Muallimler Ankara’da bir içtima yapmışlar, bu içtimaya iki-üç muallim hanım da iştirak ederek salonda ayrı bir yere oturmuşlardı. Muallim hanımların içtimaya gitmelerini hoş görmeyen meclisin sarıklıları Gazi’ye şikayete giderler. Gazi kızarak:
“Kimmiş Muallimler Cemiyeti Reisi? Çağırın onu!” der. Mazhar Müfit birkaç dakika sonra içeri girince gürleyen bir sesle ona çıkışır:
“Siz Muallimler içtimada ne yapmışsınız? Ne ayıp şey bu?” Mazhar Müfit şaşakalır. Gazi’den bu hareket mi beklenirdi?
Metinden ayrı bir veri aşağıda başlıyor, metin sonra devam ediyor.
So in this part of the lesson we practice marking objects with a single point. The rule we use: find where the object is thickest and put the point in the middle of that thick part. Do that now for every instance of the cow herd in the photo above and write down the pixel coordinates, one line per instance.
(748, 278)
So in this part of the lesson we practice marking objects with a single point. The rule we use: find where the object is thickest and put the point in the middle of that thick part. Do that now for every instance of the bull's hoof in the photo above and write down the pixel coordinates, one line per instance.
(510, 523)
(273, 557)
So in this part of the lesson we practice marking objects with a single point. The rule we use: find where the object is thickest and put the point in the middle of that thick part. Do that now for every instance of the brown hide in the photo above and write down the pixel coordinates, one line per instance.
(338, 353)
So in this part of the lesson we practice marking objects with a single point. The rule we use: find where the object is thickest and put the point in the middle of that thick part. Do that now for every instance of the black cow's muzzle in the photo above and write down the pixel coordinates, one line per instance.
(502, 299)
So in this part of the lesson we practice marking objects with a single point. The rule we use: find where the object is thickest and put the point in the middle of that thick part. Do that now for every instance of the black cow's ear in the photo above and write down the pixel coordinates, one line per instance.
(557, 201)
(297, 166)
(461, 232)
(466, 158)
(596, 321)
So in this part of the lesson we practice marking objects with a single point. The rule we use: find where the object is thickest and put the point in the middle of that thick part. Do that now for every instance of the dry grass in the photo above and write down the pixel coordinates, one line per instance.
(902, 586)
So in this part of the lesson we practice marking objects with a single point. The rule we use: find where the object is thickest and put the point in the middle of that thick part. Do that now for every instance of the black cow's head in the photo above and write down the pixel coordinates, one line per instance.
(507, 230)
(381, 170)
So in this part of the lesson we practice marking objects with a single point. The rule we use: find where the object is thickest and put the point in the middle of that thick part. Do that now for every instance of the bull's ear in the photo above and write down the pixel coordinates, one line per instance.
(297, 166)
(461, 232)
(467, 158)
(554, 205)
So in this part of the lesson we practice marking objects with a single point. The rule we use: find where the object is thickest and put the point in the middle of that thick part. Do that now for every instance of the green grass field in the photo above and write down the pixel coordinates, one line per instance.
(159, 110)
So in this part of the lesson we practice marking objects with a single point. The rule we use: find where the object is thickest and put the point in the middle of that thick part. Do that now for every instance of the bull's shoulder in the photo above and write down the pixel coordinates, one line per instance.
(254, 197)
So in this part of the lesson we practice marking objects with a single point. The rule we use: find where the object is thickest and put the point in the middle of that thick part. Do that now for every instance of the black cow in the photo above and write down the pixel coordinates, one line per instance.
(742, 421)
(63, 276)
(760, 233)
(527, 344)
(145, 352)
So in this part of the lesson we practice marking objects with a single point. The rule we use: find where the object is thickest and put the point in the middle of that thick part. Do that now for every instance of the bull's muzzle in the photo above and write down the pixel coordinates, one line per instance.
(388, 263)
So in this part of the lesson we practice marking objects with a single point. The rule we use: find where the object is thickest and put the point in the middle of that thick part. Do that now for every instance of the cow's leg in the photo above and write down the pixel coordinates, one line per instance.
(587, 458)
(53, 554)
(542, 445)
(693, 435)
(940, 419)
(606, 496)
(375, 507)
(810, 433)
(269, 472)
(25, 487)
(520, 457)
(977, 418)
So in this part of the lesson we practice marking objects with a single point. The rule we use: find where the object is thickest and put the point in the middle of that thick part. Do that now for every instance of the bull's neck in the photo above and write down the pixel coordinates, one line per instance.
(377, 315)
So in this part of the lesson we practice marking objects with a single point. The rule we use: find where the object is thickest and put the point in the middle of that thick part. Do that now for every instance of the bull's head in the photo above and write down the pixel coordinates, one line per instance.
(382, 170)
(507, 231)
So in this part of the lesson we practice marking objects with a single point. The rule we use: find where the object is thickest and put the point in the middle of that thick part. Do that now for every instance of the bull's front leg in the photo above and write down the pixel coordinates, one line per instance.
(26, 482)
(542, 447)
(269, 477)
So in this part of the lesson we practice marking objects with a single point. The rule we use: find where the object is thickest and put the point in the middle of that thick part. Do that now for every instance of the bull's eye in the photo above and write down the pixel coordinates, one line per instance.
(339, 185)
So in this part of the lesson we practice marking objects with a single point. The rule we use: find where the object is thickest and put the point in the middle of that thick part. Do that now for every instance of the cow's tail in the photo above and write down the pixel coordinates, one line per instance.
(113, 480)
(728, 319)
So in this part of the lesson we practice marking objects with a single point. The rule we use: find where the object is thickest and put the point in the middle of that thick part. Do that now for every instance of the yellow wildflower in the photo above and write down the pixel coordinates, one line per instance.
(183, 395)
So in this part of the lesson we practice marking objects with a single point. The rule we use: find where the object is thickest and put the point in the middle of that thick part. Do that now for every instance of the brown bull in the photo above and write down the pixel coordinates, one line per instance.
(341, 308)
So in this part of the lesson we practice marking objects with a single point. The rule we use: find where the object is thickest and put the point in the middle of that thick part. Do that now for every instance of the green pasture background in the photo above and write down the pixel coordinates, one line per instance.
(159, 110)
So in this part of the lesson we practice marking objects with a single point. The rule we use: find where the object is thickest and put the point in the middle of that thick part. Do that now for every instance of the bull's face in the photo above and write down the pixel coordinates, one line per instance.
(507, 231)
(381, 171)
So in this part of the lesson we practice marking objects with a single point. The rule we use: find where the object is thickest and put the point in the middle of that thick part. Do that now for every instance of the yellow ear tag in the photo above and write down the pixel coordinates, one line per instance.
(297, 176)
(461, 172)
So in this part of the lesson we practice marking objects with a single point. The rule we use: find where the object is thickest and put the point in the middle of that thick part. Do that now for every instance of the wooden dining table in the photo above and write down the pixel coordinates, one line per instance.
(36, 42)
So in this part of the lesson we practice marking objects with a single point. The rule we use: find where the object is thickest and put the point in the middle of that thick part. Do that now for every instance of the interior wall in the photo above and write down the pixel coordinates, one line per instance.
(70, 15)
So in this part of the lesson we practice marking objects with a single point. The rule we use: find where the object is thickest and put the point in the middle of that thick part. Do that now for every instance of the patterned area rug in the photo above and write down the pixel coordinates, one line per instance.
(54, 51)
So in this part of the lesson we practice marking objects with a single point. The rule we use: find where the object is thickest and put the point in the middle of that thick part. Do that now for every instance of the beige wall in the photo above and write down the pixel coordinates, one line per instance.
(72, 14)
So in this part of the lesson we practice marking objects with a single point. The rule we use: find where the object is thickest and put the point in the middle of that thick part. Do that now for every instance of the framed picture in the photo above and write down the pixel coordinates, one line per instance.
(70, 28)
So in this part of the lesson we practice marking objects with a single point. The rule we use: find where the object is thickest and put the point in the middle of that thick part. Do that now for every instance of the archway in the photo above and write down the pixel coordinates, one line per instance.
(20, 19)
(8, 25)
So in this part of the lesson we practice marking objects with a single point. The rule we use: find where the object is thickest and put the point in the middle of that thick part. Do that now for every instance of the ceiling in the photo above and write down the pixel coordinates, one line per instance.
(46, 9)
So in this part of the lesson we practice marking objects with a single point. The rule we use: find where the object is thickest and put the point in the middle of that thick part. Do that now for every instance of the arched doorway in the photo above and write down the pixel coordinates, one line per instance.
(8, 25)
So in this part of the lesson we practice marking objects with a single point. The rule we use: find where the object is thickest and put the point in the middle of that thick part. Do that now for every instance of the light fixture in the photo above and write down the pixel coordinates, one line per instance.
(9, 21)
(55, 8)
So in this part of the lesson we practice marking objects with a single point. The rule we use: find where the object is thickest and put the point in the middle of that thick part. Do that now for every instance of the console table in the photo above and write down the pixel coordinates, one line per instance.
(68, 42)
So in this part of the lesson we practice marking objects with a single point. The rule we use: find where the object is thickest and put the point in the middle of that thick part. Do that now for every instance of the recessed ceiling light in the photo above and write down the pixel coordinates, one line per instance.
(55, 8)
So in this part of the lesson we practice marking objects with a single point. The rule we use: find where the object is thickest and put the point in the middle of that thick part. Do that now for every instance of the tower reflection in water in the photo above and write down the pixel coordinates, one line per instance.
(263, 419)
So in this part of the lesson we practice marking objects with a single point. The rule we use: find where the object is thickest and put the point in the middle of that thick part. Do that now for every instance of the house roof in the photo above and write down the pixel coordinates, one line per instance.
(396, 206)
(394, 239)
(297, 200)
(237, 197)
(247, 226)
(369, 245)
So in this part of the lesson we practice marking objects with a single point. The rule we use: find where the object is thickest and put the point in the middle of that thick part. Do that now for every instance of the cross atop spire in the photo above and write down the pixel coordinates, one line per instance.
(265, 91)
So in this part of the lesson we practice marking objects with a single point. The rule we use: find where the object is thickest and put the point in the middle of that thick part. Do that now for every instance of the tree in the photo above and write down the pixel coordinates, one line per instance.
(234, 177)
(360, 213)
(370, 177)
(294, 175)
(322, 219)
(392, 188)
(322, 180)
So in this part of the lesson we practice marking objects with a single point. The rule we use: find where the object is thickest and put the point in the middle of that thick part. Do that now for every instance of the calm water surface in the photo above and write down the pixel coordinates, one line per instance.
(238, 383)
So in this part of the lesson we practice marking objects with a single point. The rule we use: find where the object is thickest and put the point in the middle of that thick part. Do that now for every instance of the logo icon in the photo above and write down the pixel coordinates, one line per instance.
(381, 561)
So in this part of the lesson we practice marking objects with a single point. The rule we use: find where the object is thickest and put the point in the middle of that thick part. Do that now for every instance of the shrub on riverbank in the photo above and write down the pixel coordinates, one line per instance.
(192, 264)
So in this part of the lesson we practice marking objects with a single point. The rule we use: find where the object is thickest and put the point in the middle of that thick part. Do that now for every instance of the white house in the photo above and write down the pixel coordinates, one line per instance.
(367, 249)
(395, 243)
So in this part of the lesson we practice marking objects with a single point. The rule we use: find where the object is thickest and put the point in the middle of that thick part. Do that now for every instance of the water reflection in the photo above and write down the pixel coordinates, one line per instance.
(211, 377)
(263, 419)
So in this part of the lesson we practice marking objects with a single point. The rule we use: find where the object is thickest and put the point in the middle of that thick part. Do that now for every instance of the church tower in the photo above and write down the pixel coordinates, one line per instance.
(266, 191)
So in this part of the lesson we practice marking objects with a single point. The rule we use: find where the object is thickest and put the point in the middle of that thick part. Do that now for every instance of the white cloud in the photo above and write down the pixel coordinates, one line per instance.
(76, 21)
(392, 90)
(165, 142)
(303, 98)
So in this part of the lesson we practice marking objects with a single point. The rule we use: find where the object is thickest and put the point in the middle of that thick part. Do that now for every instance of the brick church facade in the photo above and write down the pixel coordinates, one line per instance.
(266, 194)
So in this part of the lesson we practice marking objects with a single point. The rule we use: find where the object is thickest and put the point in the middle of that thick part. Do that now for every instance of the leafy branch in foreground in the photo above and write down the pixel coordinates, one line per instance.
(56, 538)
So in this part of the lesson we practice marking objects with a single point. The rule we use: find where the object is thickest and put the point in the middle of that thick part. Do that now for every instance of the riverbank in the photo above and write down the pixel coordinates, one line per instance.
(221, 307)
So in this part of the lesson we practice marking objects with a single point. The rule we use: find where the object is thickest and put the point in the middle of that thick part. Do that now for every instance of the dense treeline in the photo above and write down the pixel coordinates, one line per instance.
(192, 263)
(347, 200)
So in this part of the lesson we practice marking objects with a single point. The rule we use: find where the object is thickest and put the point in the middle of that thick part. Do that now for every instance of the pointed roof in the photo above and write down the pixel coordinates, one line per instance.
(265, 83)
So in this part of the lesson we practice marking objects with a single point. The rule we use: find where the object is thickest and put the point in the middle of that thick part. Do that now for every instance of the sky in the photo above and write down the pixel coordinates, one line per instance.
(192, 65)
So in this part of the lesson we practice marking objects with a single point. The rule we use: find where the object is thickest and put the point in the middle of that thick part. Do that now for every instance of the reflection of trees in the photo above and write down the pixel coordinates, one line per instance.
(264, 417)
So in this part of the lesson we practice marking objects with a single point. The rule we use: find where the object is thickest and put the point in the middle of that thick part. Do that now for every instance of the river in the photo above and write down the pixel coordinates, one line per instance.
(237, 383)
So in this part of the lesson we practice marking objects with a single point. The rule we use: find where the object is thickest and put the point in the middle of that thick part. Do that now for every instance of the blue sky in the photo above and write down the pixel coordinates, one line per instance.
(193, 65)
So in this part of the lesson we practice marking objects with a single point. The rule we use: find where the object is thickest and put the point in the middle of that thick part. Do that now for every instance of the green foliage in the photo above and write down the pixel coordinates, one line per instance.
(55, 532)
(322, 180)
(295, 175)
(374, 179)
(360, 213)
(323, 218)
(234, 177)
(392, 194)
Sarıklılar muzaffer bir beşaretle gülmektedir. Sarıklılar neşe içinde iken, Gazi’nin sesi hep aynı tonda devam eder:
“Olur şey değil, olur şey değil!” Mazhar Müfit hala ayakta ve hala ne diyeceğini şaşırmış bir halde cevap vermeye çalışır:
“Efendim vallahi…”
“Bırak bırak ben hepsini biliyorum; içtimaya muallime hanımları da çağırdınız. Fakat onları niye ayrı sıralara oturttunuz? Sizin kendinize mi itimadınız yok, Türk hanımının faziletine mi? Bir daha öyle ayrılık gayrılık görmeyeyim, anladınız mı?